La sortie du ministre Tekin sur la « laïcité » est-elle une nouvelle manœuvre pour une réforme constitutionnelle ? : Le CHP dépose plainte

La controverse sur la laïcité, déclenchée par les propos du ministre de l'Éducation nationale Yusuf Tekin, s'intensifie face aux vives réactions de l'opposition. Alors que le CHP a déposé plainte contre M. Tekin et continue de maintenir le sujet au cœur de l'actualité, Elfin Tataroğlu, chroniqueuse pour 12punto et politologue, analyse les processus qui pourraient découler de cette sortie.

12punto

Le ministre de l'Éducation nationale, Yusuf Tekin, a fait polémique lors de son discours au 8e congrès ordinaire du district central de l'AKP à Batman, en déclarant : « Ce que vous comprenez par laïcité, c'est fermer les portes des mosquées à clé, transformer les mosquées en étables, interdire aux citoyens d'apprendre le Coran ; c'est cela que vous comprenez par laïcité. Dans ce cas, votre conception de la laïcité n'est pas la même que la mienne. » Suite à ces propos, le CHP a déposé plainte contre le ministre.

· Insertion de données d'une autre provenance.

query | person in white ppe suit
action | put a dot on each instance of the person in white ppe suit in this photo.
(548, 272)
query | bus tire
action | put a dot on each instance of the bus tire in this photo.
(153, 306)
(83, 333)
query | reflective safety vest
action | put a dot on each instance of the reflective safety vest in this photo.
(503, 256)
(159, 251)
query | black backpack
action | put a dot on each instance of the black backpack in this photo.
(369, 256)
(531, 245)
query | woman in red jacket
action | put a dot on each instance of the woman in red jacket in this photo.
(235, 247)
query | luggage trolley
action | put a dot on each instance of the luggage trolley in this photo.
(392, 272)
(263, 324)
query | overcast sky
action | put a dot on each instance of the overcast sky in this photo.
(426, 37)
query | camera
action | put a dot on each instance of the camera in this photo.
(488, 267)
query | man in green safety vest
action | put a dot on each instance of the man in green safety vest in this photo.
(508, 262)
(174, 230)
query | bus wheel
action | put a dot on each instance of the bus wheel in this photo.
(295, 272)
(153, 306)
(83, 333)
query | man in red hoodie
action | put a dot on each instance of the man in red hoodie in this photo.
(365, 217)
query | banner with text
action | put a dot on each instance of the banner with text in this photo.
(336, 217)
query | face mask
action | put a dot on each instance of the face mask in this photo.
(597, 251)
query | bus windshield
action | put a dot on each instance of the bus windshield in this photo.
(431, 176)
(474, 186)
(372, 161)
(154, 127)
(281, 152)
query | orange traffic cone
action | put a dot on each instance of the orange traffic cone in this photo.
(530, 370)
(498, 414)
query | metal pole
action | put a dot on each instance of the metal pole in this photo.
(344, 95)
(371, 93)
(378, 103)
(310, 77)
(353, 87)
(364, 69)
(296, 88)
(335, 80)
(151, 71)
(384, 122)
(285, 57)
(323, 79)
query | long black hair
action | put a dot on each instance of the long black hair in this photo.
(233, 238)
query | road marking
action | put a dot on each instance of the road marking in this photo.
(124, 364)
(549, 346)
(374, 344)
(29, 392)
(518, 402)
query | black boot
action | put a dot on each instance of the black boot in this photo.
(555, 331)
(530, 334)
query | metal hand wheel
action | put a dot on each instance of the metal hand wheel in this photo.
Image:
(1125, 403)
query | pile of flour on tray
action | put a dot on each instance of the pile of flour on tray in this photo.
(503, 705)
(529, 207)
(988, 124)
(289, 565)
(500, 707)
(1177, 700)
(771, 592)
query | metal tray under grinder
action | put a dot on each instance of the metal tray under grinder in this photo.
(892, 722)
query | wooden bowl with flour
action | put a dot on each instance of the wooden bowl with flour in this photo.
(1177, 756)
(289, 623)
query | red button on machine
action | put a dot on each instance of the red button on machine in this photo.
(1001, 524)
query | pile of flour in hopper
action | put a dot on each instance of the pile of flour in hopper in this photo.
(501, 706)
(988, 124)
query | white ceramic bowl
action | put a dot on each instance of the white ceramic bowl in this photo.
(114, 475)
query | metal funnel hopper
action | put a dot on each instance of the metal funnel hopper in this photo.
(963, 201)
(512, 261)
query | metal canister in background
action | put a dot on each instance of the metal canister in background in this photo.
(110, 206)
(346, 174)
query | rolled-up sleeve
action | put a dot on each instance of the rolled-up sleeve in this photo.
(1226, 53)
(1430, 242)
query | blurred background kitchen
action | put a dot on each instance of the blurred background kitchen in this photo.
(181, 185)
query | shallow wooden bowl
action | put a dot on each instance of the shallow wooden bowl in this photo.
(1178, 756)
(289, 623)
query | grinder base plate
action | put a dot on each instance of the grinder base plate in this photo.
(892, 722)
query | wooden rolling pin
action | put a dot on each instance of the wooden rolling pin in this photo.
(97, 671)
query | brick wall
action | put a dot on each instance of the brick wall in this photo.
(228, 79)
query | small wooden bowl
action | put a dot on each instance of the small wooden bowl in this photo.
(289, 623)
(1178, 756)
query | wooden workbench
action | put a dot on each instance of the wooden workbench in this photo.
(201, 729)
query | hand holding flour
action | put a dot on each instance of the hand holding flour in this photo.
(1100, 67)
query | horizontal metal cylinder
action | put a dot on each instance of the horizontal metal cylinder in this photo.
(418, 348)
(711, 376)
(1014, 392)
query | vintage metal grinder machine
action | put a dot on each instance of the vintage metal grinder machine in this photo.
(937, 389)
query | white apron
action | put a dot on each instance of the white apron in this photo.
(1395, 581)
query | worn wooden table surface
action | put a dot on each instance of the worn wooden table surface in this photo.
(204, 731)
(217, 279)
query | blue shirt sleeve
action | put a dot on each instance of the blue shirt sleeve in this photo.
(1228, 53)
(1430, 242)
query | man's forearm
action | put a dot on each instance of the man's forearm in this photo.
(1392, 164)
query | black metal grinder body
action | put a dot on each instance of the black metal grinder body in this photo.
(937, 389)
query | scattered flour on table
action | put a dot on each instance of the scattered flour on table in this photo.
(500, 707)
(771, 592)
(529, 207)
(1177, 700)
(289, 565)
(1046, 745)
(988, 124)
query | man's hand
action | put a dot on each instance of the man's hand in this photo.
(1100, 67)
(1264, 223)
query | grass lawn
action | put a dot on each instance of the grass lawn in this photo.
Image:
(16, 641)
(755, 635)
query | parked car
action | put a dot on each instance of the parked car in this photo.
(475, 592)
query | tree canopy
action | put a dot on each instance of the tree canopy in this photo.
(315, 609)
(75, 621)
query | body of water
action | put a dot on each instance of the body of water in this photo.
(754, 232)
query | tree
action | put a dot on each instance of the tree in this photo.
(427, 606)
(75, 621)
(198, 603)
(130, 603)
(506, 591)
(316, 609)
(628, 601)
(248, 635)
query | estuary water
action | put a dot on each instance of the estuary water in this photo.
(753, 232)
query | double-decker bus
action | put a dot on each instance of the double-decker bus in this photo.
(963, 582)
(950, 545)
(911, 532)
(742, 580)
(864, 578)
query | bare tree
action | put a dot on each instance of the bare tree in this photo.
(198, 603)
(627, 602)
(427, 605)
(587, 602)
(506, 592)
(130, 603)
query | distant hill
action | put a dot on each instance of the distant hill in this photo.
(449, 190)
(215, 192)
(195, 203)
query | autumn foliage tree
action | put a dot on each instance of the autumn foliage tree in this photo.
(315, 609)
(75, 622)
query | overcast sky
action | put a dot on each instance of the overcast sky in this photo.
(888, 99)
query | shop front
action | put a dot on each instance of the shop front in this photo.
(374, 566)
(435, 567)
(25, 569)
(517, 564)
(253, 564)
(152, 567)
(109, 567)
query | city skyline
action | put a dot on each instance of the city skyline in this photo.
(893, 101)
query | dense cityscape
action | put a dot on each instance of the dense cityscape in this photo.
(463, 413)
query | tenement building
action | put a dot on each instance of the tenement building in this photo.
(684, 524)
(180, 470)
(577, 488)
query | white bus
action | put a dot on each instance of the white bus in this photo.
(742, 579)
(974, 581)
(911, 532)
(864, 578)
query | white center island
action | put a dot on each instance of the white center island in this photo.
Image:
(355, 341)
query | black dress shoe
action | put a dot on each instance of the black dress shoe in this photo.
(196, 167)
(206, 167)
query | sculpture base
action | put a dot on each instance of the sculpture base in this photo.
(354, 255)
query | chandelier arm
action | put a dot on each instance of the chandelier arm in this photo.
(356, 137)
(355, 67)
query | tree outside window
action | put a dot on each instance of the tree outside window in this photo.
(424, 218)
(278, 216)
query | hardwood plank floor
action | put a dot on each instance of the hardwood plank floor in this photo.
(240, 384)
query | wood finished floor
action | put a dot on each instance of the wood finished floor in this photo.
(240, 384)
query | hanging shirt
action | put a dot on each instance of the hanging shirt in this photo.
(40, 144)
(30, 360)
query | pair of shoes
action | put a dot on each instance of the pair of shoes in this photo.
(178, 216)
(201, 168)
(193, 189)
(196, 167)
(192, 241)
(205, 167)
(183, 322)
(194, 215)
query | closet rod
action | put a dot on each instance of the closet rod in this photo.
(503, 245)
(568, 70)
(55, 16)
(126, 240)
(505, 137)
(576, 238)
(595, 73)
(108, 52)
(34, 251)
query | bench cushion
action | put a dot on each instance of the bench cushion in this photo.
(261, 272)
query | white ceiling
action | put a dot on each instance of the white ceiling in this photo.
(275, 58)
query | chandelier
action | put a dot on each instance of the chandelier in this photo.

Le vice-président du CHP, Suat Özçağdaş, accompagné de plusieurs députés et membres du parti, s'est réuni devant le palais de justice d'Ankara pour déposer une plainte contre le ministre de l'Éducation nationale, Yusuf Tekin.

Dans sa déclaration sur place, M. Özçağdaş a affirmé que le ministre Yusuf Tekin a commis « le délit d'abus de pouvoir en incitant publiquement à la haine et à l'hostilité par des propos et des évaluations contraires à la réalité, en violation du serment qu'il a prêté devant l'Assemblée nationale de Turquie ».

Qualifiant les actes de M. Tekin d'« abus de pouvoir », M. Özçağdaş a déclaré qu'une enquête approfondie devait être menée sur les infractions déterminées d'office, en tenant compte de la violation de l'article 174 de la Constitution, intitulé « Protection des lois révolutionnaires ».

Le député du CHP, M. Özçağdaş, a également fait savoir qu'ils demandaient l'ouverture d'une enquête pour les délits d'« incitation publique à la haine et à l'hostilité ou humiliation » prévus par l'article 216 du Code pénal turc.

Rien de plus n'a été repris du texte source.